Figura 2. Componentes del Microscopio: 1. Adaptador para la cámara 2. Oculares
3.Objetivos 4. Porta diapositivas 5. Escritorio 6. Lente frontal del condensador. El diafragma del condensador se abre y se cierra por la rotación del anillo metálico 7. Tornillos de ajuste del condensador 8. Fuente de luz y apertura basal
El procedimiento de microfotografía comprende los siguientes pasos indispensables: • Colocar el portaobjetos de vidrio sobre la mesa del microscopio y fijarlo con el soporte para portaobjetos.
• Selección del campo de visión desde el que se tomará la imagen.
• Enfoque del campo de visión preliminar.
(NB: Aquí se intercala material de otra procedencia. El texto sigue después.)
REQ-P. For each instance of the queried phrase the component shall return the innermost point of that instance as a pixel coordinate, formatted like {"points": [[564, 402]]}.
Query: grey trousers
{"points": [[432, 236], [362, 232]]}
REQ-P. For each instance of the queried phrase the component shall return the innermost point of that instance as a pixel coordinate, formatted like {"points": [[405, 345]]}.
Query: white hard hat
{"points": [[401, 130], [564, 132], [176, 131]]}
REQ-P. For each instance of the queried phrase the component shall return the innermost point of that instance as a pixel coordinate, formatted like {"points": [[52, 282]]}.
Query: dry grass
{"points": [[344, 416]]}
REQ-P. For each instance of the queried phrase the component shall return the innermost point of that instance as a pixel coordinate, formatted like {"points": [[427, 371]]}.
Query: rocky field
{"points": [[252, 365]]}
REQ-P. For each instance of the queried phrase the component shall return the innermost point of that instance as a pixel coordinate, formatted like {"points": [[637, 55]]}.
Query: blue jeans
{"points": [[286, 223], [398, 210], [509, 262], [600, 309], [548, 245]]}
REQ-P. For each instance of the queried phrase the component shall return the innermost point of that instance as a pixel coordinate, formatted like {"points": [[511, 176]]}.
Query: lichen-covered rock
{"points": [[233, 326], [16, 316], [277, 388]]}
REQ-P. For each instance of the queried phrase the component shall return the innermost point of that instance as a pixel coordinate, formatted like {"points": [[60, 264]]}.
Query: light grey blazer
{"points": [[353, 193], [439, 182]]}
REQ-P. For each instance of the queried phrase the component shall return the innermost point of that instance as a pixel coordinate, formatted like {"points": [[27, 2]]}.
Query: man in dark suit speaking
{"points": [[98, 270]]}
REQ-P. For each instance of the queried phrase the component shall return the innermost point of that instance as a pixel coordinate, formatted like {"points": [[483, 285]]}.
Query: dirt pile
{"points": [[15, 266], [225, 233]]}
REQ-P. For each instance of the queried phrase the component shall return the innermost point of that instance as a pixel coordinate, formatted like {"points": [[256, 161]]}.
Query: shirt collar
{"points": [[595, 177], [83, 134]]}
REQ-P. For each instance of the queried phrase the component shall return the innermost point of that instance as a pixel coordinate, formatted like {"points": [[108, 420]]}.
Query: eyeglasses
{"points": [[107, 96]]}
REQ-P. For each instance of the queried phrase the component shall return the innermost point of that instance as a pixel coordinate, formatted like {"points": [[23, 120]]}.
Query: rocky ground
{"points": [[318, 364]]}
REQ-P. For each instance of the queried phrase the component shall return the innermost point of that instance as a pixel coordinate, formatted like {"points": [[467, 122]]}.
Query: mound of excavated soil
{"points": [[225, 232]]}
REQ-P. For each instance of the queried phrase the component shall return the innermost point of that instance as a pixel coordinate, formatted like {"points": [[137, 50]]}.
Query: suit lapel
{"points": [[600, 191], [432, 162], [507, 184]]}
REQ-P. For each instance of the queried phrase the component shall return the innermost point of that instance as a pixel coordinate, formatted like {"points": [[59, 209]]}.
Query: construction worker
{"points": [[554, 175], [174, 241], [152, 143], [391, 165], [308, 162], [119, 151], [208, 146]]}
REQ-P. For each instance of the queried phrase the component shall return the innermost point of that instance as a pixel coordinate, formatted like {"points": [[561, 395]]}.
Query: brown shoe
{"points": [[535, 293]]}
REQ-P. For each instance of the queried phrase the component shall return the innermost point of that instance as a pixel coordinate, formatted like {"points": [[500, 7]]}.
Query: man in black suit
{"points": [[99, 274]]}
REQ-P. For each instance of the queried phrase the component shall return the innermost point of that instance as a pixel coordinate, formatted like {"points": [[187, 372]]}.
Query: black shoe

• Iluminación Koehler y control de enfoque
3. Selección adecuada del campo de visión para microfotografía
Generalmente, las muestras histológicas y citológicas exigen los mismos procedimientos fotográficos de ajuste del microscopio y la cámara. Las diferencias resultan de las diferentes propiedades de las muestras histológicas y citológicas: las secciones histológicas apropiadas suelen tener un grosor uniforme, la textura del tejido está casi intacta y sus elementos se encuentran al mismo nivel. Por el contrario, los elementos relevantes de las muestras citológicas pueden estar dispersos entre las células normales, distribuidos irregularmente en el frotis, a menudo no en una sola capa y no todos ubicados al mismo nivel, por lo que el enfoque puede ser un desafío.
• Las áreas de los cortes histológicos deben seleccionarse cuidadosamente como se muestra en la fig. • Las muestras citológicas primero deben examinarse minuciosamente y las células en cuestión marcado con un rotulador como de costumbre. En la Figura 3. El área azul representa el componente epitelial de una muestra histológica de tumor; el área naranja representa el tejido estromal. A: Selección de áreas tomadas a bajo aumento con un objetivo ÿ 10x, dando una visión general de las partes más importantes de la muestra. B: Selección de un área para tomar una imagen a mayor aumento.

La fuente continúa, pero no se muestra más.